# Comprehensive Data Analysis with PySpark

# Introduction

In this notebook, we will be exploring the powerful capabilities of PySpark. PySpark is the Python library for Apache Spark, an open-source, distributed computing system used for big data processing and analytics.

We will be using Google Colab for our work. While not strictly necessary for PySpark, Google Colab provides several advantages. It offers a convenient, cloud-based environment for using PySpark, providing free access to computational resources like CPUs and GPUs

Our journey will take us through the process of installing PySpark, loading and cleaning data, performing some exploratory data analysis, and finally, drawing some conclusions from our data. We hope this notebook serves as a useful guide for your own data processing and analysis tasks with PySpark.

# Table of Contents
1. [Introduction](#Introduction)
2. [Exploratory Data Analysis (EDA) on the First Dataset](#eda-first-dataset)
3. [Query the data](#eda-first-dataset)
4. [EDA on another dataset, query & visulization](#eda-second-dataset)
5. [Join the two datasets, query & visualization](#eda-joined-dataset)

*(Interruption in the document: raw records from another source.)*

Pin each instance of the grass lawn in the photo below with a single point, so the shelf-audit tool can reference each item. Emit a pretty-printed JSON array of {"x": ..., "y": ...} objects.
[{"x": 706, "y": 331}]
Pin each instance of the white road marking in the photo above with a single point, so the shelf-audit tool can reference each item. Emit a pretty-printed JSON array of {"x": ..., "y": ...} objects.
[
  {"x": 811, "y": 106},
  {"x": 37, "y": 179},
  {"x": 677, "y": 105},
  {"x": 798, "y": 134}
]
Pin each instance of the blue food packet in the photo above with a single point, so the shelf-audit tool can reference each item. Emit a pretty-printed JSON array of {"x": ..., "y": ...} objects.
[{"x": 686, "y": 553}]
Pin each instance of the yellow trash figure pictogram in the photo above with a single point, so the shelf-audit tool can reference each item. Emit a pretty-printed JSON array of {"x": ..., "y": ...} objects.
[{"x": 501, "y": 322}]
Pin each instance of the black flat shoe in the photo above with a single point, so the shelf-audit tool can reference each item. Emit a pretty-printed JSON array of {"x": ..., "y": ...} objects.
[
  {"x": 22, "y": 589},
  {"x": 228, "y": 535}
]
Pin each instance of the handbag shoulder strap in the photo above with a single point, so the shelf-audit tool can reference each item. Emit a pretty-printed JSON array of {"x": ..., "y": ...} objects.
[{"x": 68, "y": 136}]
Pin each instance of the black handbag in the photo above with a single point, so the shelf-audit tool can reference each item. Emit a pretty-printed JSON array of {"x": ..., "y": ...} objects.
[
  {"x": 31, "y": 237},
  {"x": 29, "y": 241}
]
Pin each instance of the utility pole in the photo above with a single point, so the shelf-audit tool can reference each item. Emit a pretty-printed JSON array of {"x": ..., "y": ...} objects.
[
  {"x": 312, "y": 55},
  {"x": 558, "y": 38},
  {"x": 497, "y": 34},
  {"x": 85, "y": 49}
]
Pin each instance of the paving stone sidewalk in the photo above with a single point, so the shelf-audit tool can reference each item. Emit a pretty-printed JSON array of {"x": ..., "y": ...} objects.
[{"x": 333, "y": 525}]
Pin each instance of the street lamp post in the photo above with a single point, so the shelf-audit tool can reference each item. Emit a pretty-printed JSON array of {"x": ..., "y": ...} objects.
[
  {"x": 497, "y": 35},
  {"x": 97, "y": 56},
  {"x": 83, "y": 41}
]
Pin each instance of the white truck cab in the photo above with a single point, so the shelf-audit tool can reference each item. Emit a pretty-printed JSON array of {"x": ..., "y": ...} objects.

### Let's mount the google drive

In [None]:
# from google.colab import drive
# drive.mount('/content/drive')

Installing pyspark module



In [None]:
# !pip install pyspark

Importing the modules

In [None]:

from pyspark.sql import SparkSession 
from pyspark.sql.functions import count, desc , col, max, when, struct
import matplotlib.pyplot as plt
import pandas as pd
import seaborn as sns

Creating spark session

In [None]:
spark = SparkSession.builder.appName('spark_app').getOrCreate()

# Task 1 : EDA on the First Dataset <a id='eda-first-dataset'></a>
importing the *Listenings.csv* file:

In [None]:
listening_df = spark.read.csv('/content/drive/MyDrive/dataset/listenings.csv', inferSchema=True, header=True) # direct read approach

# Format & options appraoch
# listening_df = spark.read.format('csv').option('inferSchema', True).option('header', True).load('/content/drive/MyDrive/dataset/listenings.csv')

let's check the data:

In [None]:
listening_df.show(10)

let's see the shape of our dataframe before cleaning

In [None]:
shape = (listening_df.count(), len(listening_df.columns))
print(shape)

In [None]:
# check the schema
listening_df.printSchema()

In [None]:
# check if there are null values
listening_df.select([count(when(col(c).isNull(), c)).alias(c) for c in listening_df.columns]).show()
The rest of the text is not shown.